“I should have been most happy, sir,” said Coffin.
—“But now I am all love and charity to mankind. Can I have the pleasure of begging pardon of the world in general, and thee in particular? Does any one wish to pull my nose; send me an errand; make me lend him five pounds; ay, make me buy a horse of him, which will be as good as giving him ten? Come along! Join hands all round, and swear eternal friendship, as brothers of the sacred order of the—of what. Frank Leigh? Open thy mouth, Daniel, and christen us!”
“The Rose!” said Frank quietly, seeing that his new love-philtre was working well, and determined to strike while the iron was hot, and carry the matter too far to carry it back again.
“The Rose!” cried Cary, catching hold of Coffin’s hand with his right, and Fortescue’s with his left. “Come, Mr. Coffin! Bend, sturdy oak! ’Woe to the stiffnecked and stout-hearted!’ says Scripture.”
And somehow or other, whether it was Frank’s chivalrous speech, or Cary’s fun, or Amyas’s good wine, or the nobleness which lies in every young lad’s heart, if their elders will take the trouble to call it out, the whole party came in to terms one by one, shook hands all round, and vowed on the hilt of Amyas’s sword to make fools of themselves no more, at least by jealousy: but to stand by each other and by their lady-love, and neither grudge nor grumble, let her dance with, flirt with, or marry with whom she would; and in order that the honor of their peerless dame, and the brotherhood which was named after her, might be spread through all lands, and equal that of Angelica or Isonde of Brittany, they would each go home, and ask their fathers’ leave (easy enough to obtain in those brave times) to go abroad wheresoever there were “good wars,” to emulate there the courage and the courtesy of Walter Manny and Gonzalo Fernandes, Bayard and Gaston de Foix. Why not? Sidney was the hero of Europe at five-and-twenty; and why not they?
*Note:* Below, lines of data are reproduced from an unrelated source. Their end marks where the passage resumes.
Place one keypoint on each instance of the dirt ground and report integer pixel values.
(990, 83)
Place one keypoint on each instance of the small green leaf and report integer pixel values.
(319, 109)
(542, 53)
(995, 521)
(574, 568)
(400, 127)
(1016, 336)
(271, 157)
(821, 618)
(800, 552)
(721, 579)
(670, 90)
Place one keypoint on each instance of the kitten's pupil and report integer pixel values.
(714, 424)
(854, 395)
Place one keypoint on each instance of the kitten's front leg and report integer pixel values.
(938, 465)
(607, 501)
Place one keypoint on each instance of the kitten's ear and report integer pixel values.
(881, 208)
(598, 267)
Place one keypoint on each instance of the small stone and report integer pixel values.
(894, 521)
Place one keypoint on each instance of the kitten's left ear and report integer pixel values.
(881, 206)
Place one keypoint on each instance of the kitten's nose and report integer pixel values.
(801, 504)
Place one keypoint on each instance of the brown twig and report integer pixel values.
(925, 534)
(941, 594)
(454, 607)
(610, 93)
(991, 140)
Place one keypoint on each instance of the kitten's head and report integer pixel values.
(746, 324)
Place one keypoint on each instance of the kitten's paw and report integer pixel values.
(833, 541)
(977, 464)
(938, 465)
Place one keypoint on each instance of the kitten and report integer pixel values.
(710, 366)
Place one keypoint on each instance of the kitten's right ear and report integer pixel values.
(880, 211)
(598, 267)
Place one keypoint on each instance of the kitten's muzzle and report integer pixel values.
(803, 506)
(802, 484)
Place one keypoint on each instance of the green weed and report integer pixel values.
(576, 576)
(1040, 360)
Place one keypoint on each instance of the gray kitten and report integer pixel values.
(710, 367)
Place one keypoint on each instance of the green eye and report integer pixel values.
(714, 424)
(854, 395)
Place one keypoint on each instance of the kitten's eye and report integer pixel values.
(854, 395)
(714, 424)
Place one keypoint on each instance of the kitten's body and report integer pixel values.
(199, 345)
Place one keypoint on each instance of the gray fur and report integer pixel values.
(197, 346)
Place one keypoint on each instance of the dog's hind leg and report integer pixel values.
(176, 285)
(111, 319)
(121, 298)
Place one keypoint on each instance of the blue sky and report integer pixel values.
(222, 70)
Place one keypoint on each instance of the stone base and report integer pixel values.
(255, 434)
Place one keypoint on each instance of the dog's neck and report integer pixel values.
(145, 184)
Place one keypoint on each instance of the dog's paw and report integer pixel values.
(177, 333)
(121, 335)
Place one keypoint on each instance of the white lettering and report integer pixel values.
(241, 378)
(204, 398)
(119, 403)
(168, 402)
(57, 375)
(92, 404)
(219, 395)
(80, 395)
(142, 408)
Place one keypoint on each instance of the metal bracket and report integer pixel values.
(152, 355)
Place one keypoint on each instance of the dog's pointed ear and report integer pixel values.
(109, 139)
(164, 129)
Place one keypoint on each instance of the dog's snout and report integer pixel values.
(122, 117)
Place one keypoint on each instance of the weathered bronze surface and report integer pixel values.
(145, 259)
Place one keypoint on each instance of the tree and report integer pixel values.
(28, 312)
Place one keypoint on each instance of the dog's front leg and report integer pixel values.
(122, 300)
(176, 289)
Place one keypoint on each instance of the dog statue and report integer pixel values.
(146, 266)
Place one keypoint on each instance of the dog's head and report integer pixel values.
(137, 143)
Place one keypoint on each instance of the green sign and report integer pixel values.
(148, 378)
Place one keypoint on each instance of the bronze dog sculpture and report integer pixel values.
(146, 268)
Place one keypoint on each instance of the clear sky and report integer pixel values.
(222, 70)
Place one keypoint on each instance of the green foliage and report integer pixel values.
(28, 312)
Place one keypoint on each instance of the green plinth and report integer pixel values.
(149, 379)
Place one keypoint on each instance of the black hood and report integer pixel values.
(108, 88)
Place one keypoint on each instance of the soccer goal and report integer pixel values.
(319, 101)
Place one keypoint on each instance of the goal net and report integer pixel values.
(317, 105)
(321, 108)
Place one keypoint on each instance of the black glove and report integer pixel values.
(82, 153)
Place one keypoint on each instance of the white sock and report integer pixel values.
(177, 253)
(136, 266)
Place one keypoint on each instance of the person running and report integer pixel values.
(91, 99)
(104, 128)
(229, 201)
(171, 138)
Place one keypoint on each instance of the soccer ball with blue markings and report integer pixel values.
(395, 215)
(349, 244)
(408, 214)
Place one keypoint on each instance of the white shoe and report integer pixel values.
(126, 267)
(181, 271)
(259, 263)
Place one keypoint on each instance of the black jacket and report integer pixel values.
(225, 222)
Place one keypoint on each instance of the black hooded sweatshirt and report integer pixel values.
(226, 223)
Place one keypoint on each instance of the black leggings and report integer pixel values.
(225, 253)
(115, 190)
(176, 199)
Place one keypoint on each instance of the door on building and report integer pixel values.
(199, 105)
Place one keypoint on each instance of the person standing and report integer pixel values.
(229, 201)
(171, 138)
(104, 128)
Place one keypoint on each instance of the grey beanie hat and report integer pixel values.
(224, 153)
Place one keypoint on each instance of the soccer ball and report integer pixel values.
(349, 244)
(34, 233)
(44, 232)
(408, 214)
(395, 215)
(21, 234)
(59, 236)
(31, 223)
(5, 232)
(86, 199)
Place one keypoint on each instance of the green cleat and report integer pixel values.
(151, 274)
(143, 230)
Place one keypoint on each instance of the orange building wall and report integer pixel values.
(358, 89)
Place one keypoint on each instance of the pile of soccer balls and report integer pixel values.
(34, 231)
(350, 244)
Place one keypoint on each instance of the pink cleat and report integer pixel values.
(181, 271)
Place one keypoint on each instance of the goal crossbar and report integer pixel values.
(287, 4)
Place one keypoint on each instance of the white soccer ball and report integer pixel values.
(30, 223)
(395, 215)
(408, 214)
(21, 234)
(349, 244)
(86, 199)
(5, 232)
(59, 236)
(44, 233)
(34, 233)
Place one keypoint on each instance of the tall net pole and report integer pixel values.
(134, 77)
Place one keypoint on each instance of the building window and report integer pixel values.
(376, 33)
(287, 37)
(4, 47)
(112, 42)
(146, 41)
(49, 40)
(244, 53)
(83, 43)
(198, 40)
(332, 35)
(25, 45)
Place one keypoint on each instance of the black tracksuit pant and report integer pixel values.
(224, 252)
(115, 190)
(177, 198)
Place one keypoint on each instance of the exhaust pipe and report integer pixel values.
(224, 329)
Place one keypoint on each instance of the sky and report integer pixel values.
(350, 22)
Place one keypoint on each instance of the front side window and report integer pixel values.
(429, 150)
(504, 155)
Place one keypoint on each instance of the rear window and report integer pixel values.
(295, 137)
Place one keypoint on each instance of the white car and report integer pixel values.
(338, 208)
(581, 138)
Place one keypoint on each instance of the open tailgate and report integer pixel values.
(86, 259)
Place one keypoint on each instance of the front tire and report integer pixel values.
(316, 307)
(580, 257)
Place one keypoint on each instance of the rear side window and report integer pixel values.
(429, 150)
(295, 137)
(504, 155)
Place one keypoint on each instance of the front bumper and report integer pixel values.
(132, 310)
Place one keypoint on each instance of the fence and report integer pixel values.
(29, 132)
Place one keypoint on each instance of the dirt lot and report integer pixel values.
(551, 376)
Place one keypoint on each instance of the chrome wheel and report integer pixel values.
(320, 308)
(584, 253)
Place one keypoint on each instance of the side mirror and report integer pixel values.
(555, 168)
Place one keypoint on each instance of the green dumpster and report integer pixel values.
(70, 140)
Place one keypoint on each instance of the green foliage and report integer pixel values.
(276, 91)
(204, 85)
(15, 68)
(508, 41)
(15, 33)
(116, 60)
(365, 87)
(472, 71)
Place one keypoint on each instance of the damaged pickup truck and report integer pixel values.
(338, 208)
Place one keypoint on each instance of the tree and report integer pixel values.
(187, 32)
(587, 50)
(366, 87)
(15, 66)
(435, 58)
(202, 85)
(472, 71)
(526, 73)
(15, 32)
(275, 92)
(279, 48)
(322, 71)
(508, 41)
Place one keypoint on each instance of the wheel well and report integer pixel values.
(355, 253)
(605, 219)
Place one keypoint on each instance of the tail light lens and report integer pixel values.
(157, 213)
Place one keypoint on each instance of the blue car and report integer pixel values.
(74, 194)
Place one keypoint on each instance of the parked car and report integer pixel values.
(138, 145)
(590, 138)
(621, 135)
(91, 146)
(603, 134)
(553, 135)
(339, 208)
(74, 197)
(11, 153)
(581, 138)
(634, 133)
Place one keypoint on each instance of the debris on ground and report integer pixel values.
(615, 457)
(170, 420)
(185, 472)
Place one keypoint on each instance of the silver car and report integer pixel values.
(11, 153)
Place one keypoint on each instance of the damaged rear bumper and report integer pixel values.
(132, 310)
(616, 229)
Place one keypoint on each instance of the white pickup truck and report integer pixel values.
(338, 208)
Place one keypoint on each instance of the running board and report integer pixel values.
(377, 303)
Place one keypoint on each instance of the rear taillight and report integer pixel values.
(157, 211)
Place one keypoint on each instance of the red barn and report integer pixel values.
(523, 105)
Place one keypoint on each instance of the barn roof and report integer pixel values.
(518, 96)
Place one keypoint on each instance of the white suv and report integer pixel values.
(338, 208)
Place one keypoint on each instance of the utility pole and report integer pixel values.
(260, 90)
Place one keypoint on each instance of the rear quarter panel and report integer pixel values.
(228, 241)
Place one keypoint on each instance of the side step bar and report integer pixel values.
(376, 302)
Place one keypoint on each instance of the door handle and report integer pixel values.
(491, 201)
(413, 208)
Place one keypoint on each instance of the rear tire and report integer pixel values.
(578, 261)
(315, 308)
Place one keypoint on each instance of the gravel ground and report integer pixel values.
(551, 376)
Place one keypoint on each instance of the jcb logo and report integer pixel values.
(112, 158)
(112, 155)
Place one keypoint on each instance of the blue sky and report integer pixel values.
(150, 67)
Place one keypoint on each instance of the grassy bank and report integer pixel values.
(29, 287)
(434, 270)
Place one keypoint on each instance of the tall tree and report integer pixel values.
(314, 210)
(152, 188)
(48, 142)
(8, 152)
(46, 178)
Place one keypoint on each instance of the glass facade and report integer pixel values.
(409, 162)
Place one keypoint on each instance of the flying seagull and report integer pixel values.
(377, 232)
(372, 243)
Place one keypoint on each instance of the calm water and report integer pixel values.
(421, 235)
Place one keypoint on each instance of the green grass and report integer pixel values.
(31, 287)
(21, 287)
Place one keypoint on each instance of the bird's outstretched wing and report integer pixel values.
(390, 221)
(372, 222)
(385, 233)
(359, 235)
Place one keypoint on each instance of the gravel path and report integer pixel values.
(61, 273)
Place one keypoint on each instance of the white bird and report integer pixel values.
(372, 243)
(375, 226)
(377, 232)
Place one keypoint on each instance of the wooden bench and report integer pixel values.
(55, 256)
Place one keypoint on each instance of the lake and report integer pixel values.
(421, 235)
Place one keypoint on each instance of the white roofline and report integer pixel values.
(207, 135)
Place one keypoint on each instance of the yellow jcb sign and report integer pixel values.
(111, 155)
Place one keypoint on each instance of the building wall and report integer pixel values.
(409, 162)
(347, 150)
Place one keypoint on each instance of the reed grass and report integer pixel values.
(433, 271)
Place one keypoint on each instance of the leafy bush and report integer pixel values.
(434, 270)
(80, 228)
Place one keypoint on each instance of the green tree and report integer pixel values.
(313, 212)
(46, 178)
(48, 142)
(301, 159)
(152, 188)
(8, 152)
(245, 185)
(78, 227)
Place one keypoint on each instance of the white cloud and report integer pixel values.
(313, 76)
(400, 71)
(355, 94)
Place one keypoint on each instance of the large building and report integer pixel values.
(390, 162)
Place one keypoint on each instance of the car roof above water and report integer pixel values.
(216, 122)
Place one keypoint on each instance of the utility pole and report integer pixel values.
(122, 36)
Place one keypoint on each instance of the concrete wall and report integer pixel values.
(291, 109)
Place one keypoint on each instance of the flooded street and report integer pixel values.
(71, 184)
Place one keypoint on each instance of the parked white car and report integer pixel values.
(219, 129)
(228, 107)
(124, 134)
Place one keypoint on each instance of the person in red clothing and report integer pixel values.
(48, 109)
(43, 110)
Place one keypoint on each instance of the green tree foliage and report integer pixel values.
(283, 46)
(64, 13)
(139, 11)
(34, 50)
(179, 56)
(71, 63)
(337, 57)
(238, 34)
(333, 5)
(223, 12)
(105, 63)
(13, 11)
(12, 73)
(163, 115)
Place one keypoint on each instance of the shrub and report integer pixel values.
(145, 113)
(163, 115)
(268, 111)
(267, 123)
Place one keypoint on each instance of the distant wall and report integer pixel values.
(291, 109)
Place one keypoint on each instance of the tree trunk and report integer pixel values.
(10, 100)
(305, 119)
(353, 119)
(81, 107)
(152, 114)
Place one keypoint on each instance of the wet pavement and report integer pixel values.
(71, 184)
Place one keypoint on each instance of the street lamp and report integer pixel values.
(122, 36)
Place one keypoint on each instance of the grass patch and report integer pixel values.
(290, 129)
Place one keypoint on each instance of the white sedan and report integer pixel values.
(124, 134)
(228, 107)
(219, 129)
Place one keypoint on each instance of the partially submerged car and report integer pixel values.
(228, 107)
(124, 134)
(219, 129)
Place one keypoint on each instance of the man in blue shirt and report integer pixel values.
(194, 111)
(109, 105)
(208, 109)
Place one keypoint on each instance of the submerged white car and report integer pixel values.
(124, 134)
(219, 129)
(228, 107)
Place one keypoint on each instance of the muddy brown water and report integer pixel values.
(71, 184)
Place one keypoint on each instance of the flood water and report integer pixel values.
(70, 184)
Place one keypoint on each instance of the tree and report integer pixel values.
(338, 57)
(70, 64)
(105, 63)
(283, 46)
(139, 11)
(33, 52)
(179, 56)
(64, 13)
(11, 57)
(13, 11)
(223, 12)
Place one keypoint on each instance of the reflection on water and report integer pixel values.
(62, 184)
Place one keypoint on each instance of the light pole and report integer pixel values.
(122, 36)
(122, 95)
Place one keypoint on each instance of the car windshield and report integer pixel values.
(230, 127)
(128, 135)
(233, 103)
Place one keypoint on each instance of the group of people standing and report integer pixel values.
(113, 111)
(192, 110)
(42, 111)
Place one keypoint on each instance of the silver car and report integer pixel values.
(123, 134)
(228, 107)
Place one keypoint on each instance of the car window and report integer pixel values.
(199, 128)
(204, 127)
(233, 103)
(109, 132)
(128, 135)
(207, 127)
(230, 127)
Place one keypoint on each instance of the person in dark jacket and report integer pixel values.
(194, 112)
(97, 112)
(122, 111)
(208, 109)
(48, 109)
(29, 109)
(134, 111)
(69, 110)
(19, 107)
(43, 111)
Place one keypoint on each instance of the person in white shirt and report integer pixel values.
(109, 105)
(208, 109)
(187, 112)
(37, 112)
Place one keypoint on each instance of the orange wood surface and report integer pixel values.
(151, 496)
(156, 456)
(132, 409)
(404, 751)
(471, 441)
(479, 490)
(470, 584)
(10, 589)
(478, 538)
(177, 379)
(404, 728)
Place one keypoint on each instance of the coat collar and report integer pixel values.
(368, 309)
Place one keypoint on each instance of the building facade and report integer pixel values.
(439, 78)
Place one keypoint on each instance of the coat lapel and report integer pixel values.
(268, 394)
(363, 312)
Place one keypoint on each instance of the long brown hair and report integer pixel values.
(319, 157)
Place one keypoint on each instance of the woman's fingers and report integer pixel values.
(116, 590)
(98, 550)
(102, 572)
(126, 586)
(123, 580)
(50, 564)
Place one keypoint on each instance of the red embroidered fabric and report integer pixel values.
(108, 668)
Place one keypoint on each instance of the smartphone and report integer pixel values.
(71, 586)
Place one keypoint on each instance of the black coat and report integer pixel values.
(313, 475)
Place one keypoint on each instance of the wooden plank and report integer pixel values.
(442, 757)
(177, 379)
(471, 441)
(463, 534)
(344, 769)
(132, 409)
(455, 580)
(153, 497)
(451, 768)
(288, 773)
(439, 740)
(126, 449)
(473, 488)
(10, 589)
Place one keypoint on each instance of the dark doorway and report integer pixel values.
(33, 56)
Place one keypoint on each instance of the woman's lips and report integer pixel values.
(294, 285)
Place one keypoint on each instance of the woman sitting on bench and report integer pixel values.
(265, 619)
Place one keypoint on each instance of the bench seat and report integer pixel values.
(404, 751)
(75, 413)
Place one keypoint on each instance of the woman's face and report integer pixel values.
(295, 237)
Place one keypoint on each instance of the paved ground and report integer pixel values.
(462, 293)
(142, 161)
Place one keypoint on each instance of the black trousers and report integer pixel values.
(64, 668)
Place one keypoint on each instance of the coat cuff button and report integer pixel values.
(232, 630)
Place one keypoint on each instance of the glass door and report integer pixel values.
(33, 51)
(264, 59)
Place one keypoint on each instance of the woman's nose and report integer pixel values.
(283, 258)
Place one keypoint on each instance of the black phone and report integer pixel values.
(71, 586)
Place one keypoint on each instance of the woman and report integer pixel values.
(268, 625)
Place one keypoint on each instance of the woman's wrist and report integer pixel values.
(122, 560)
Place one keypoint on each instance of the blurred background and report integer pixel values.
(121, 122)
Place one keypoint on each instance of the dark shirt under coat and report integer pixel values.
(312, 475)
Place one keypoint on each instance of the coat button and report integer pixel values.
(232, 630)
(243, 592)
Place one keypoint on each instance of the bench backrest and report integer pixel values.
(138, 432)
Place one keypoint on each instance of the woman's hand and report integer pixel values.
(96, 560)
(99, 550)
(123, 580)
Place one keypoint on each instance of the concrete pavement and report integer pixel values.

And Frank watched and listened with one of his quiet smiles (his eyes, as some folks’ do, smiled even when his lips were still), and only said: “Gentlemen, be sure that you will never repent this day.”
“Repent?” said Cary. “I feel already as angelical as thou lookest, Saint Silvertongue. What was it that sneezed?—the cat?”
“The lion, rather, by the roar of it,” said Amyas, making a dash at the arras behind him. “Why, here is a doorway here! and—”
And rushing under the arras, through an open door behind, he returned, dragging out by the head Mr. John Brimblecombe.
Who was Mr. John Brimblecombe?
If you have forgotten him, you have done pretty nearly what every one else in the room had done. But you recollect a certain fat lad, son of the schoolmaster, whom Sir Richard punished for tale-bearing three years before, by sending him, not to Coventry, but to Oxford. That was the man. He was now one-and-twenty, and a bachelor of Oxford, where he had learnt such things as were taught in those days, with more or less success; and he was now hanging about Bideford once more, intending to return after Christmas and read divinity, that he might become a parson, and a shepherd of souls in his native land.